Data Wrangling with Python and R, Part 2: LiDAR Validation with Differential GPS
One major part of my field season this past summer in the Yukon involved validating both of our LiDAR datasets with a differential GPS unit (dGPS for short). Independently quantifying survey accuracy is an essential part of any project involving LiDAR. Without knowing the LiDAR return accuracy in terms of elevation compared to the “true” ground surface, it’s impossible to tell how accurate any height-above-ground (HAG) metrics derived from the height-normalized point clouds might be.
LiDAR sensor manufacturers typically have listed accuracy values in their technical documentation, expressed in terms of 1-sigma (i.e., one standard deviation). According to documentation from their respective manufacturers, the Optech ALTM 3100 used for the 2007 survey has an accuracy of 15cm for surveys flying at 1200 m altitude above ground level, while the Riegl Q-780 used in 2018 is accurate to 2cm at a distance of 250m. However, independent validation campaigns are still needed as these tests are typically run under ideal survey conditions (i.e., low flight elevations, perfectly flat and hard surfaces) and may not apply for every given project.
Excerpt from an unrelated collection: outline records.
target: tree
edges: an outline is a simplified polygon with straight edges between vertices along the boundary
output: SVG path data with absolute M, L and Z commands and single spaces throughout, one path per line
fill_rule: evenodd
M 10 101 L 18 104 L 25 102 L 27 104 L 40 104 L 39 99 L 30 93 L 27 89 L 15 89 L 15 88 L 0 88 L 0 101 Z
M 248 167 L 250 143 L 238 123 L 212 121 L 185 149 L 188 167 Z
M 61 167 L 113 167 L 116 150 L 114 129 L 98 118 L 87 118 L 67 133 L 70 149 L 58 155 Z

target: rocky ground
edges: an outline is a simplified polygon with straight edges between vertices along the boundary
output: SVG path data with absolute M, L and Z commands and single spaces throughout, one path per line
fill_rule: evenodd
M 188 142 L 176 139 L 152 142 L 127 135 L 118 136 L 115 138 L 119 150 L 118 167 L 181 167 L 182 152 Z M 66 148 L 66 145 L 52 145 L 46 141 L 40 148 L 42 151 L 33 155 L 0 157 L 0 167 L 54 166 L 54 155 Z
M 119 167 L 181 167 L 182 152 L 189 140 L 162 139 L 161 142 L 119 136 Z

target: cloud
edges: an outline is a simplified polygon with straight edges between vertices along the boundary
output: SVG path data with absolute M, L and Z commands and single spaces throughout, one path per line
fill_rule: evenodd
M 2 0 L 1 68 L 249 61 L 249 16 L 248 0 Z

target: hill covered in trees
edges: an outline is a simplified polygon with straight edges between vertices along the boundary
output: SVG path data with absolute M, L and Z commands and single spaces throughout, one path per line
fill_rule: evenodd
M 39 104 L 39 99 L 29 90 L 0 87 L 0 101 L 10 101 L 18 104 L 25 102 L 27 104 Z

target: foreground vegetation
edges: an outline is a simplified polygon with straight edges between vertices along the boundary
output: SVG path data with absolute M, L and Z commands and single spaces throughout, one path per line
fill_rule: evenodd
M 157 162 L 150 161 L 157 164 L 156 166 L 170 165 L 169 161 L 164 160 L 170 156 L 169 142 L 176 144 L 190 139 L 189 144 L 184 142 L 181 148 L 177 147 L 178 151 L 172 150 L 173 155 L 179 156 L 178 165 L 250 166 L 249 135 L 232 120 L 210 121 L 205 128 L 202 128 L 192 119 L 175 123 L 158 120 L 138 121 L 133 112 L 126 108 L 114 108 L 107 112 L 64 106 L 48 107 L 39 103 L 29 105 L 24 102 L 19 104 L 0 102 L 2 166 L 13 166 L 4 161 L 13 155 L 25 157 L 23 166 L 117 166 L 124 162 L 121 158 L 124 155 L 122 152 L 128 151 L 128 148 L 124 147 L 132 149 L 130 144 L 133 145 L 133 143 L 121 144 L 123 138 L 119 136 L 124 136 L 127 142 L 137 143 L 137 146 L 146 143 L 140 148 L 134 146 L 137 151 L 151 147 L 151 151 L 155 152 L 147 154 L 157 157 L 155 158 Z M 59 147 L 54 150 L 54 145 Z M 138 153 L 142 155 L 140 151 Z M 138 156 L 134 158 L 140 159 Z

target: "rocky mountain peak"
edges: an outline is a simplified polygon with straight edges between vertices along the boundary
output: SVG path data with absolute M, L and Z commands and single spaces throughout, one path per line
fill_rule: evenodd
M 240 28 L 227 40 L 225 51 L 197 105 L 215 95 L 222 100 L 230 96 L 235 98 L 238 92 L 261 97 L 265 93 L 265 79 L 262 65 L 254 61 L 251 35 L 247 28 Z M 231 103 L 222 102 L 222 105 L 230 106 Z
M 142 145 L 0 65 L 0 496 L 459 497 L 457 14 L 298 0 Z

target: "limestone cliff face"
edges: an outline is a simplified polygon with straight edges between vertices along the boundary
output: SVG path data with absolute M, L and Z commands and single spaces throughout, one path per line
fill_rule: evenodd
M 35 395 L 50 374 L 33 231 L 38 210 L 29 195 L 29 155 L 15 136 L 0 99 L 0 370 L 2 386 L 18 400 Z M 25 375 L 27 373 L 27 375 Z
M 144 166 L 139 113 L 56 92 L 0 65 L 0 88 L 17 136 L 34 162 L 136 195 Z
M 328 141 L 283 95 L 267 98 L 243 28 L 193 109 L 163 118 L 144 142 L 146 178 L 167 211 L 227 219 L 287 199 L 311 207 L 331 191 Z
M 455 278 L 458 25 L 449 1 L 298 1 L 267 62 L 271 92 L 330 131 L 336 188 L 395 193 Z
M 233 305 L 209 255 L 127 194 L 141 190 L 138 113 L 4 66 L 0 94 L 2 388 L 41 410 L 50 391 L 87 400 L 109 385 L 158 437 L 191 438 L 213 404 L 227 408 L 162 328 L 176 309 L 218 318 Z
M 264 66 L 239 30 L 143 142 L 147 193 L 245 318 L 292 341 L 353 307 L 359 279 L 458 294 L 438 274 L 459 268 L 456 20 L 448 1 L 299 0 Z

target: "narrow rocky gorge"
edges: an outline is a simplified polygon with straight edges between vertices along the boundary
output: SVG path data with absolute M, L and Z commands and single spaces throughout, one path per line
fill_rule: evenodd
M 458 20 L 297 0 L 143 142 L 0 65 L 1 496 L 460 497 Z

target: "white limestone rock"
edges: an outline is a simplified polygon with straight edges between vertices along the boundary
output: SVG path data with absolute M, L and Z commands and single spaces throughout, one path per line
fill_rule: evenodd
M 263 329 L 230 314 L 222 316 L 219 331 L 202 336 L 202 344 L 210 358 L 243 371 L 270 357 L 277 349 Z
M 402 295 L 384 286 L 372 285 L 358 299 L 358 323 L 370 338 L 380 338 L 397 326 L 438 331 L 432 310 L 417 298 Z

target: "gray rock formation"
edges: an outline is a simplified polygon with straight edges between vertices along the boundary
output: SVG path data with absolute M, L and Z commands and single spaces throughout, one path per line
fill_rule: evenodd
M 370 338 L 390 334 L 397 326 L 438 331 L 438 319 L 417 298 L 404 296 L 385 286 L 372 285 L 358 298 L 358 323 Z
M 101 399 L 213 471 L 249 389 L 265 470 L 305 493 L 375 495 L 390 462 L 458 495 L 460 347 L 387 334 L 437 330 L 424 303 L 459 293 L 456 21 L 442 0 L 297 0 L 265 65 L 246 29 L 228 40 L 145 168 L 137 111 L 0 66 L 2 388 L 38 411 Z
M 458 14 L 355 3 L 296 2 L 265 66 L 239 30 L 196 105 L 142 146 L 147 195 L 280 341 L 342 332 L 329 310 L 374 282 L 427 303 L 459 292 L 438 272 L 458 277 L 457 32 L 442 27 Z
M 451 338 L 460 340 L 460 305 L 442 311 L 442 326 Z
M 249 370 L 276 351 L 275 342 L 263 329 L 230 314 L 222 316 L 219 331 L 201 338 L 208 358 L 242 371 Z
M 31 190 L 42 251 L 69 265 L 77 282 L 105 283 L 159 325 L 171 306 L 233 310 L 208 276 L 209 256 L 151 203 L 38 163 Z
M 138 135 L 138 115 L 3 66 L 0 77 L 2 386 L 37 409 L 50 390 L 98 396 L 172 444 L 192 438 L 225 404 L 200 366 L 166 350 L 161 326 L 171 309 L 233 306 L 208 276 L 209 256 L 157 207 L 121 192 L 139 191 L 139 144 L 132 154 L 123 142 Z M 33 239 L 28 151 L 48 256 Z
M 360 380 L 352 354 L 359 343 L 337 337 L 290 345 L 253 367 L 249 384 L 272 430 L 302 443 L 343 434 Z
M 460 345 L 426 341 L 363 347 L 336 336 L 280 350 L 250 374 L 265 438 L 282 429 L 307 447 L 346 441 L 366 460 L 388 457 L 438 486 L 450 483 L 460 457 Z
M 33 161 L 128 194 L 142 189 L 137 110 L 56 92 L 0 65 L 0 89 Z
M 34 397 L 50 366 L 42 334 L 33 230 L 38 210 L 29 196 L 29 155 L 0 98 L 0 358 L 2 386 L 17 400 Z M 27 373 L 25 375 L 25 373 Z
In my field campaign, a Hemisphere S320 GNSS RTK system was used to collect several hundred dGPS points on relatively hard, flat surfaces such as roads and established ATV trails throughout the extent covered by both LiDAR surveys.
As this dGPS system was also used in the vegetation survey and shrubline mapping portions of the field campaign, any points from this vegetation work that captured an RTK Fixed position were included as a separate validation set to see how accurately the LiDAR could represent steeper, irregular terrain with substantial above-ground vegetation cover.
Before treating the dGPS coordinates as a true ground surface to compare our LiDAR to, they first needed to be post-processed to ensure they’re as accurate as possible. We configured our dGPS base station receiver in the field to record raw logging data every second it was transmitting for this purpose. These raw .BIN files include detailed information on the position and movement of GPS satellites referenced by the base station, atmospheric conditions throughout the survey period, and more.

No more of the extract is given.